On October 1st, I found out that my tenants in my Cleveland home were moving to South Carolina.  The house is in a neighborhood that needs attention all of the time and I basically stationed myself there for the remainder of 2010 to "sit with it"  -- to get a feel for the house; to deal with Michael's death and the remnants of his life; to fix the house and most importantly to decide which house I would live in.  I'm not interested in being a landlord.  I just want a peaceful life without worrying about how someone is treating my $300K investment. 

So, I decided I wasn't going to decide...at least not until the end of the year.  But in my way of thinking, by some miracle of life, I should have gained clarity on which decision was the right one during my self-imposed indecisive/nonaction purgatory. 
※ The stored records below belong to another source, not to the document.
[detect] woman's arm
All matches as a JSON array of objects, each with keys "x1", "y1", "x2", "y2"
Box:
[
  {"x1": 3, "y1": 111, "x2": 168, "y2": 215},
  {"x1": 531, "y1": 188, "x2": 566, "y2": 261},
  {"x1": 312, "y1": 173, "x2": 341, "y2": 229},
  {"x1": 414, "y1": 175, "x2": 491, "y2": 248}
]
And purgatory it was.  It nearly put me out of my mind.  I became bitter, neurotic, absent-minded, grouchy, sad and self-pitying.  All behaviors and feelings that cycled back on themselves and resonated with the ugliness of having no plan of action is for me.

And, then, like the miracle itself, the new year came.  2011.  Not only a new year; but, a new decade. If there is a God, he or she or it shone its light on me and said, "There are decisions to be made from a series of good choices."  For the first time in years I had the opportunity to make a decision about where and how I would live -- and completely without external factors forcing a quick decision.

And I decided.  And it is good.

November 25, 2010

Mea Culpa/Grato

Well, you know... sometimes even I can behave like a beast.  Sometimes I become overwhelmed by that sharp lonelyache that takes over any sense or reason.  It is a hazard of a life well-lived and a life well-lived on the edge.

I haven't followed a traditional path.  I am not moved by the mores or expectations of others.  I am moved by my conscience; by what feels to me the right thing to do at the time.  I am moved by truth and honesty and a visceral need to live within my own truth.

And sometimes I allow that truth to open wide and flood my space with the whole of its existence as if my life depends on it.  Sometimes at the detriment of others. Sometimes utterances unforgettable; perhaps unforgivable.

So, on this Thanksgiving Day, I offer gratitude for friends and family; colleagues and community who continually offer safe respite for this heart living on the edge of what others may consider the line where white lies are appropriate.  If not for those people who love me and support me in spite of myself, my life would not have the joy it does. 

November 20, 2010

A Turning Point

I haven't posted here for a while; I haven't had the urge to do it.

If you come here to this small place looking for me, you know where to find me.  I am looking for civil (and sometimes less civil) passionate discourse about to make our communities a better place through our individual actions.

If you like, come by, sit for a spell.  Talk about your world, your vision, your concern, your life.

As I figure it out, I will certainly post where my writing will be.